Eşi Christiane ile paylaştığı Hertfordshire’daki evi, çalışma ayrıntılarını yazdığı, araştırdığı, düzenlediği ve yönettiği işyeri oldu. Bu dönemde, filmleri üzerinde sanatsal kontrole neredeyse tamamen tek başına sahip oldu, ancak büyük Hollywood stüdyolarından finansal destek almanın avantajını yakalayamadı. İngiltere’de Peter Sellers, Lolita (1962) ve Dr. Strangelove (1964) filmlerinin yapımları oldu.
Mükemmeliyetçi olan Kubrick, film yapım sürecinin yazımdan düzenlemeye kadar birçok yönünü kontrolü altına aldı, filmleri üzerinde uzun araştırmalar yaptı ve sahneleme kısımlarında aktörleri ve diğer iş arkadaşlarıyla yakın koordinasyon içinde çalışarak özenli bir iş çıkarmaya çalıştı. Genellikle bir filmde aynı çekimin birkaç düzine tekrarını istemesi oyuncu kadrosu ile çatışmalara neden olurdu.
Aktörler arasında ortaya çıkan kötü şöhrete rağmen, Kubrick’in filmlerinin çoğu sinematografide yeni bir zemin hazırladı.
2001: A Space Odyssey (1968)’in bilimsel gerçekçiliği ve yenilikçi özel etkileri sinema tarihinde emsalsizdi ve film ona ‘En İyi Görsel Efektler’de tek kişisel Oscar’ını kazandırdı. Steven Spielberg filme kendi kuşağının “büyük patlaması” adını verdi.
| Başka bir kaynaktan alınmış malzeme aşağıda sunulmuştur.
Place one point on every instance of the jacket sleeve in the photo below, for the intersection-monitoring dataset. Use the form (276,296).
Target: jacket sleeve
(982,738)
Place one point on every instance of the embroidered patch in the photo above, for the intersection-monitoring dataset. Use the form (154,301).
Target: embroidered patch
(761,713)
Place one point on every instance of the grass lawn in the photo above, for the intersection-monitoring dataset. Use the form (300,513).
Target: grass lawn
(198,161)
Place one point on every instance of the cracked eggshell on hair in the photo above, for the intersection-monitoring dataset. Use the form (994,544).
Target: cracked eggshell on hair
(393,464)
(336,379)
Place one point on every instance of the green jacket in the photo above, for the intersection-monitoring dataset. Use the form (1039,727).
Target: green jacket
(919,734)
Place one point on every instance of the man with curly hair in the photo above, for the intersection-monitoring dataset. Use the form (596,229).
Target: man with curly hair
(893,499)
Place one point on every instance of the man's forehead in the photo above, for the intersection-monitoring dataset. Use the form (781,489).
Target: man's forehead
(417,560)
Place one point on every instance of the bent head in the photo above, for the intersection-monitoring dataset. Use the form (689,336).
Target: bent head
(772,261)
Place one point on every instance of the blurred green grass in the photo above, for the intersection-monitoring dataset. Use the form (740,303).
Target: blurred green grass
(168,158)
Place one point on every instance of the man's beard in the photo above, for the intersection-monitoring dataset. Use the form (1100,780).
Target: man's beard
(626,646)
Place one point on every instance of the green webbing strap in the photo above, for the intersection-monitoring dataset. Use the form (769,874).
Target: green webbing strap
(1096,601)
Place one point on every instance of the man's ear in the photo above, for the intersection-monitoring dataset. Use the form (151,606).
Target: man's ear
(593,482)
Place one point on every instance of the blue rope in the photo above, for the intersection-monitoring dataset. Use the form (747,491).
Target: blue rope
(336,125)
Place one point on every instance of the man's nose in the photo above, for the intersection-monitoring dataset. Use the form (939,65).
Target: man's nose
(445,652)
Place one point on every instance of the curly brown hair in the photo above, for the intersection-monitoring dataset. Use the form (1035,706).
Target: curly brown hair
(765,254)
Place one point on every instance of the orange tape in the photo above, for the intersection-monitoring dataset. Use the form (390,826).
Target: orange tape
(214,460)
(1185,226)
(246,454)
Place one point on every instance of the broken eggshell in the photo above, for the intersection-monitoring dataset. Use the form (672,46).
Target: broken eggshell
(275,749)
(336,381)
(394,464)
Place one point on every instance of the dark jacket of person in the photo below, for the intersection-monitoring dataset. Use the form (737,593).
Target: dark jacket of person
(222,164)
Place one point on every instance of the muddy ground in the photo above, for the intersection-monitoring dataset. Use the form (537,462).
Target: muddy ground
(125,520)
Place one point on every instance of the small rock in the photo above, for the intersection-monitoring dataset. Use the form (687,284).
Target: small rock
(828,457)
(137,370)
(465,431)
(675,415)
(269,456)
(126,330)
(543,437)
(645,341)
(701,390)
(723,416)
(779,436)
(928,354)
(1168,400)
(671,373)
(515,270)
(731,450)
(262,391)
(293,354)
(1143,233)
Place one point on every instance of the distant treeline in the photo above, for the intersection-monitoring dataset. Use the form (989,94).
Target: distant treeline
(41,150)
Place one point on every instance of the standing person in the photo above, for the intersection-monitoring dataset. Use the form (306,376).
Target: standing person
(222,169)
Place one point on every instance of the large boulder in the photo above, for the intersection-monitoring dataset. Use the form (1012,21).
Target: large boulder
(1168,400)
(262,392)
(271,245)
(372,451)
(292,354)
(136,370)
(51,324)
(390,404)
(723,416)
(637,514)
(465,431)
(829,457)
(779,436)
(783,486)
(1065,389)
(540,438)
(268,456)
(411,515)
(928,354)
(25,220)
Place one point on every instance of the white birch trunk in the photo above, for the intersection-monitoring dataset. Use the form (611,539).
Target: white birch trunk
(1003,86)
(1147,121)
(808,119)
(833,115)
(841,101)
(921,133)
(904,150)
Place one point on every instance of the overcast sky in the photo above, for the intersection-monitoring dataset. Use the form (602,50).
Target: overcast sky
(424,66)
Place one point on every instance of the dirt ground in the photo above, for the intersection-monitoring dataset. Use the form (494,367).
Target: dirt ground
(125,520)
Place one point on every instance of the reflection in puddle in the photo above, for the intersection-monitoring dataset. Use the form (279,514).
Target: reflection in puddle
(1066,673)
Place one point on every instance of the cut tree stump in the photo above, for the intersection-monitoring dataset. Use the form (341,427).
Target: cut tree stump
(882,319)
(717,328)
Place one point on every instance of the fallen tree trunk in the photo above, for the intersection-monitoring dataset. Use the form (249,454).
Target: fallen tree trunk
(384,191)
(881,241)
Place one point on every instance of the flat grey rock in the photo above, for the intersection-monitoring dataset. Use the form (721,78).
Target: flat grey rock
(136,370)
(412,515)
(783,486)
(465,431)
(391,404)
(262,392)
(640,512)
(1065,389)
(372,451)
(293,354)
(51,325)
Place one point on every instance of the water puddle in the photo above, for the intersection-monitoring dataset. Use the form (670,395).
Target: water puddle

Film şimdiye kadar yapılmış en başarılı filmlerden biri olarak kabul ediliyor.
Kubrick, 18. yüzyılı anlatan dönem filmi Barry Lyndon (1975)’da sahneleri doğal mum ışığı altında çekmek için Zeiss tarafından NASA için geliştirilen lensleri kullandı. The Shining (1980) filmi ile, stabilize ve akışkan izleme çekimleri için Steadicam kullanan ilk yönetmenlerden biri oldu. Kubrick’in filmlerinin çoğu tartışmalı ve başlangıçta karışık eleştiriler alıyor olsa da – özellikle kitle iletişim araçlarından kaynaklanan çılgınlık üzerine İngiltere’de çektiği A Clockwork Orange (1971) filmi- filmlerinin çoğu Oscar, Altın Küre veya BAFTA Ödülleri’ne aday gösterildi. Son filmi Eyes Wide Shut‘ı, 1999 yılında ölümünden kısa bir süre önce 70 yaşında tamamladı.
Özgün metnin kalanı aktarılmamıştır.